Adsorption to polymer membranes
Previously we have studied protein adsorption to pnc-Si membranes by TEM and fluorescence. Neither of these methods will work with polymer membranes. Polymer membranes are too thick to view using TEM. Polymer membranes also autofluoresce creating a lot of noise while using our fluorescence method. Here I outline a new method of studying adsorption to polymer membranes.
As illustrated in the scheme above, I spun Microcons and Nanoseps with 1mg/mL BSA. These samples were spun at 14000g for 10min, as indicated in the manufacturer’s specs. After the spin I removed all of the retentate, and washed with dH2O. I then added 50uL of 1x Sample Buffer to the device. Sample Buffer is commonly used in protein gels to denature proteins. The idea is that in this case it will denature and lift the adsorbed proteins off the membrane. I allowed the sample to incubate for 1 hour, and then agitated it with my pipette and removed the Sample Buffer. I ran the Sample Buffer on a gel, see below.
First off, this BSA sample isn’t incredibly pure, so there’s other bands in this gel besides BSA. We do see that even after a dH2O wash that there’s still a lot of protein remaining on the membranes. There’s a little less on the NanoSep 100k rather than the 30k, which might be due to the fact that more BSA is able to pass through. This isn’t necessarily the best way to view adsorption in these types of membranes, but it seems to work. Tom and I were also discussing the possibility of spinning the sample buffer a bit through the membrane in order to pick up some of the protein stuck more deeply within the polymer membrane, which isn’t necessarily an improvement on this method. One could also dissasemble the spin tube and immerse the membrane in sample buffer for a while, but there is the problem of dilution and detection so only a little sample buffer can be used.
The next step would be to see if we can get a similar picture with the pnc-Si membranes. There is the different surface areas to consider, but it might be possible to come up with a similar gel.
It gives us signal and so I think its the best way. Even if the measurement doesn’t capture all the protein lost to the membrane, the comparison to pnc-Si should be conservative and possibly dramatic. We don’t need perfect quantification if the differences are night/day.
I would have guessed that microcon cellulose would bind less protein the nanosep PES based on some discussion I had with Millipore. The difference may be related to better retention of protein behind the Millipore devices at the same size.
We have to wait for new material to compare to pnc-Si by convection, but we could do the passive adsorption relevant to diffusion with any shards of pnc-Si we have laying around the lab.
Good idea.
I was impressed with how easily this worked. Hopefully we can work out a good comparison with the pnc-Si.
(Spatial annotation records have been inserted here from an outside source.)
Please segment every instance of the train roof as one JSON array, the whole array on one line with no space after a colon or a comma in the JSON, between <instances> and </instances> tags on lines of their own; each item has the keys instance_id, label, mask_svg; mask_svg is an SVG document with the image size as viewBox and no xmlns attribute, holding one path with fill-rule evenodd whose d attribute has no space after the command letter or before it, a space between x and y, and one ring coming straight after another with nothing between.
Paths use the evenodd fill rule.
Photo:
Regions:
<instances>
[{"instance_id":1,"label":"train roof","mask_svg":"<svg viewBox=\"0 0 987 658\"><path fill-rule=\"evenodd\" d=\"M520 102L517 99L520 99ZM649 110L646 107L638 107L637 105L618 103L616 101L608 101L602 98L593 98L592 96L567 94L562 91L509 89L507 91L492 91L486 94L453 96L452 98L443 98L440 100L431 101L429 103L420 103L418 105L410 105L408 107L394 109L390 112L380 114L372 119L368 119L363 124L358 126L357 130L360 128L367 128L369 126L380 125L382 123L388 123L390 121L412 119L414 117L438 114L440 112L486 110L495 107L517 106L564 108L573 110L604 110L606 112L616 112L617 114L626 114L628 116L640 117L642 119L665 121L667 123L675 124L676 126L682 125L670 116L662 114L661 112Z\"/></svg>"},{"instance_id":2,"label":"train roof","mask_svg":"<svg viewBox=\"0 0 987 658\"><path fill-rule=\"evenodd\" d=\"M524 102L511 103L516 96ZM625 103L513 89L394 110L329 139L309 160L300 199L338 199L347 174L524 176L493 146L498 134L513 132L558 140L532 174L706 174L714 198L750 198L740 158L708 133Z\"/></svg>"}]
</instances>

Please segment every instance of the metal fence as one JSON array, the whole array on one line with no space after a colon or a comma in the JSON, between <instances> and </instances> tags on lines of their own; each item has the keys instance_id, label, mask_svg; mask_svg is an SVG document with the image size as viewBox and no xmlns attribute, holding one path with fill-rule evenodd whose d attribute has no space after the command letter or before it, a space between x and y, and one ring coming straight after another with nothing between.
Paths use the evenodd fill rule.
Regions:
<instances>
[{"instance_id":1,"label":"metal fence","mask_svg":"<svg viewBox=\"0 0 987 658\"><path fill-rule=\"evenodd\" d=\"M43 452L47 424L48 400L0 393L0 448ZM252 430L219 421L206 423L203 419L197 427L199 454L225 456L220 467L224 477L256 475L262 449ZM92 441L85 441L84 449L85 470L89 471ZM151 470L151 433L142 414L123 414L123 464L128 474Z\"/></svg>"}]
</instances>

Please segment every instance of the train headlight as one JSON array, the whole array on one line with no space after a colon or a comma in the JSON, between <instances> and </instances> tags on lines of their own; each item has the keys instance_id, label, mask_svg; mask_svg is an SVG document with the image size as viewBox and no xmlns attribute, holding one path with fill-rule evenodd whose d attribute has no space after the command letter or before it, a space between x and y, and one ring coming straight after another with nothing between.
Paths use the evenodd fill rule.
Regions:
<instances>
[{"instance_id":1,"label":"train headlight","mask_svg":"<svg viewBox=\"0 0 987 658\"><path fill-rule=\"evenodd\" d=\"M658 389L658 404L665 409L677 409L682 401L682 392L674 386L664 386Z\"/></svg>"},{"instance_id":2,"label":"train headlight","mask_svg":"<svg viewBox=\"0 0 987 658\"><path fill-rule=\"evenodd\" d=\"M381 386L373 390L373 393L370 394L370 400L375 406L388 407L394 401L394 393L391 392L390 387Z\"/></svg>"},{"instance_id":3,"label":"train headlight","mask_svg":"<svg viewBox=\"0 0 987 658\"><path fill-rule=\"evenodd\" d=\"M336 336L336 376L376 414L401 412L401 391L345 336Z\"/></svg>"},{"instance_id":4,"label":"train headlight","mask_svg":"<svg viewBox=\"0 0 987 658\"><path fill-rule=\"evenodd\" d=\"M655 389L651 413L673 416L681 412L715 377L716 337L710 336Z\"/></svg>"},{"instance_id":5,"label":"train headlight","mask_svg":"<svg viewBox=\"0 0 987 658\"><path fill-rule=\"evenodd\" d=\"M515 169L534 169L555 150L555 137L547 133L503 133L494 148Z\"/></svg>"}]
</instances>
Is there any way that this can be even semi-quantitative? If the adsorbed protein is less than 1%, I doubt anyone would care, so the comparison looses significance. If this is 5% or more of the total sample, then there is something to be said.
I think both manufacturers report retentate recovery of 99%, right? If we are seeing substantially more, we should contact tech support for more insight.